Apesar de ser uma das personalidades mais irreverentes da história dos videojogos, Goichi Suda, ou Suda51, não é propriamente uma das mais populares. Os seus projetos, desde os tempos da Human Entertainment, sempre desafiaram os jogadores com narrativas fortes, personagens peculiares e uma vontade em quebrar os moldes da indústria ao inspirarem-se em filmes, pinturas, literatura e cultura pop subversivas. Infelizmente, esta irreverência nunca se traduziu em sucessos comerciais, com a maioria dos projetos, como Killer7 e Shadows of the Damned, a alcançarem o seu estatuto de culto anos depois do seu lançamento. No entanto, No More Heroes foi uma faísca na sua carreira, um contacto com o sucesso comercial e crítico, naquele que é, para todos os efeitos, um dos seus projetos mais acessíveis a nível mecânico e até temático.

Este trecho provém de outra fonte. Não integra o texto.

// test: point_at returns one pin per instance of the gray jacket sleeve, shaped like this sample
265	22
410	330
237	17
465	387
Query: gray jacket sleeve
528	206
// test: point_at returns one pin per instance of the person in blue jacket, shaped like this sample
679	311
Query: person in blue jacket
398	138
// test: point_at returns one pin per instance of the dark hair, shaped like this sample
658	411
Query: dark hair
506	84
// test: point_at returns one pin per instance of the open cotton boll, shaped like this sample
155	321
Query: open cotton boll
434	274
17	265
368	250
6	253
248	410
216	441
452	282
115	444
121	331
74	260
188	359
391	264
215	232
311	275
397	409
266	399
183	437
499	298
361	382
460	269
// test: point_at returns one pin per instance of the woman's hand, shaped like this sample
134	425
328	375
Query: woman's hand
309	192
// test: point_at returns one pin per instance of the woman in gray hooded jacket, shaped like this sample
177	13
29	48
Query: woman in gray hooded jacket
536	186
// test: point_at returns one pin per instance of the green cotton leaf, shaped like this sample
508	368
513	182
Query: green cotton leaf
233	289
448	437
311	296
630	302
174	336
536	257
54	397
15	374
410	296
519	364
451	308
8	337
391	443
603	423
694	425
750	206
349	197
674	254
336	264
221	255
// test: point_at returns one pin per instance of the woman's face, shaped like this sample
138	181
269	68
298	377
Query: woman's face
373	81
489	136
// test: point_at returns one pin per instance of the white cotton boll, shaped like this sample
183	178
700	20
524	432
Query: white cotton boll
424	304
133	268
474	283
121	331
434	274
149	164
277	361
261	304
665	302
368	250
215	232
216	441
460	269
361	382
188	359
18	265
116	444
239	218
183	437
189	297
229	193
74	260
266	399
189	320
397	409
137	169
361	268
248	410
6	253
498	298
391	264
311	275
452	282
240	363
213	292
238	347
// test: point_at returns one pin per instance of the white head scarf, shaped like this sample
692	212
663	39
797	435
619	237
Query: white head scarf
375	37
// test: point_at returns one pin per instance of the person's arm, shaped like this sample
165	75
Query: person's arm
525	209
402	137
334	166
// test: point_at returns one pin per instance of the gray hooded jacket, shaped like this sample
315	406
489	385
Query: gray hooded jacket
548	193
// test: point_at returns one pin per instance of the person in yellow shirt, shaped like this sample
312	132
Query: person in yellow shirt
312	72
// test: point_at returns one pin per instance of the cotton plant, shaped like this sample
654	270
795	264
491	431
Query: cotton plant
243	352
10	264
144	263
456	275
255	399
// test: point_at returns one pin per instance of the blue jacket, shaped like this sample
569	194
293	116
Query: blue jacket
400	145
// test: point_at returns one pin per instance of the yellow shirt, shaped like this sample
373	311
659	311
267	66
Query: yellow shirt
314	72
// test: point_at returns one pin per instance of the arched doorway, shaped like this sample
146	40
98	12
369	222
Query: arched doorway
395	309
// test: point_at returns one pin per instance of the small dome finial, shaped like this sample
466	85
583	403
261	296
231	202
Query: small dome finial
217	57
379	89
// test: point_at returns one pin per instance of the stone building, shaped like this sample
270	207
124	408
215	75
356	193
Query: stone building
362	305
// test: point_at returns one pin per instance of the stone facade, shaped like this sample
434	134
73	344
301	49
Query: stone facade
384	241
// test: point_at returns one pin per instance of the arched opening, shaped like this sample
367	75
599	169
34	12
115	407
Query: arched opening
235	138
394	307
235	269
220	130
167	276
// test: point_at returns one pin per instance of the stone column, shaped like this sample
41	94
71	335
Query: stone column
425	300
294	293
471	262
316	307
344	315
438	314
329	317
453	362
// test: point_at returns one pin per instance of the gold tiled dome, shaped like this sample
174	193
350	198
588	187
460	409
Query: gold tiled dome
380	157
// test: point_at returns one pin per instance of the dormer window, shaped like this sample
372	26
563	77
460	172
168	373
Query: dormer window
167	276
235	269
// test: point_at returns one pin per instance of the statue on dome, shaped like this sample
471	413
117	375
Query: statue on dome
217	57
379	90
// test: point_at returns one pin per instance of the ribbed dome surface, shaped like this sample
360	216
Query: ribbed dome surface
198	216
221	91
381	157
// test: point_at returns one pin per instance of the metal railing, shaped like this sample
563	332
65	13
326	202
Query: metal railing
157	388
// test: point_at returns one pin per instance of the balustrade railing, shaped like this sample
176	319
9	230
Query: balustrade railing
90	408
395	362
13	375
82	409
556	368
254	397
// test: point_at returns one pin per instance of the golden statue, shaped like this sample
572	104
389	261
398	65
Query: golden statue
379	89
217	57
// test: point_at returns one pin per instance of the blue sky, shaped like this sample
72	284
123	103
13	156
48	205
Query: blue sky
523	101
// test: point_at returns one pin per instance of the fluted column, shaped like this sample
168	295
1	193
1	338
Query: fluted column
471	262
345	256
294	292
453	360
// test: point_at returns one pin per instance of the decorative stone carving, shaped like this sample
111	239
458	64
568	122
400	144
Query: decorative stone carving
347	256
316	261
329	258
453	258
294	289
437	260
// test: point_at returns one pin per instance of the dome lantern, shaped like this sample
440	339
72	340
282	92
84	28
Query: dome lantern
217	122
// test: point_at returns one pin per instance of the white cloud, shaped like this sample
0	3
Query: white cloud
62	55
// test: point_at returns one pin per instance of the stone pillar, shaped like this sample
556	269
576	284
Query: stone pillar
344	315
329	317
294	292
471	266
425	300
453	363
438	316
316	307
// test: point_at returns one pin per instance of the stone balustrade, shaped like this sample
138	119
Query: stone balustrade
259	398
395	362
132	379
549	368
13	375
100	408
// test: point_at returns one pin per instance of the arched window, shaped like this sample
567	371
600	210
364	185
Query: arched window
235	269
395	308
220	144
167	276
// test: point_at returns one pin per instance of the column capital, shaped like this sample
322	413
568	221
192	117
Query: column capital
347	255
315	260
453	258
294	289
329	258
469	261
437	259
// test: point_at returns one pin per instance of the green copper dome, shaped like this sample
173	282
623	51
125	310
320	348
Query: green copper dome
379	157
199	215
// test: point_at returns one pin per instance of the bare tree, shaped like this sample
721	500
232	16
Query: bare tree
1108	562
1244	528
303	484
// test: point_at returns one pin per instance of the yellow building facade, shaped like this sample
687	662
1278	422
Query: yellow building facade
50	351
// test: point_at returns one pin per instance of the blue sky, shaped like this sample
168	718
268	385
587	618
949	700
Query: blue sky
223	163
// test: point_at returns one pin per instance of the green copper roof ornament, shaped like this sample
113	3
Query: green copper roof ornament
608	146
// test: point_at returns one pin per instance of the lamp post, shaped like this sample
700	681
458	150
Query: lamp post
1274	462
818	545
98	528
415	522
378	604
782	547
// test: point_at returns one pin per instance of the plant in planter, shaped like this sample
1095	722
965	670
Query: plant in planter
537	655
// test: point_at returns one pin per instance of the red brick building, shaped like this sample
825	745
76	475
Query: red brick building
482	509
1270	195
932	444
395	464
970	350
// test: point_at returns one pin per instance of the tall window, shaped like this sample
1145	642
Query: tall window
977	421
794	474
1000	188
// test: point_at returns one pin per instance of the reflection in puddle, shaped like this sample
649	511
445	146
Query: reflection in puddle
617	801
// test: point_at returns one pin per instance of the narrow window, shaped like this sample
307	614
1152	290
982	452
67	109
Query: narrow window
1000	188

Mas até No More Heroes caiu no esquecimento, novamente relegado ao estatuto de culto, onde apenas um número limitado de fãs parecia aguardar pelo o seu regresso. No More Heroes II, também lançado na Wii, não alcançou a popularidade do primeiro título, e Killer’s Paradise, o remaster lançado na PS3, pouco fez para alterar a hibernação em que a série caiu. 11 anos separam No More Heroes II da sua sequela direta, tal como uma geração de consolas e vários outros projetos de Suda51, entre eles, um spin-off da série, intitulado Travis Strikes Back. No entanto, no que toca ao seu design e estrutura, No More Heroes III é familiar, divertido e um passo evolucionário, mas também é arcaico, perdido no tempo e prisioneiro das ambições estilísticas e criativas de Suda51, que, mais uma vez, sufocam a jogabilidade ao injetarem o maior número de ideias possíveis – quer funcionem ou não.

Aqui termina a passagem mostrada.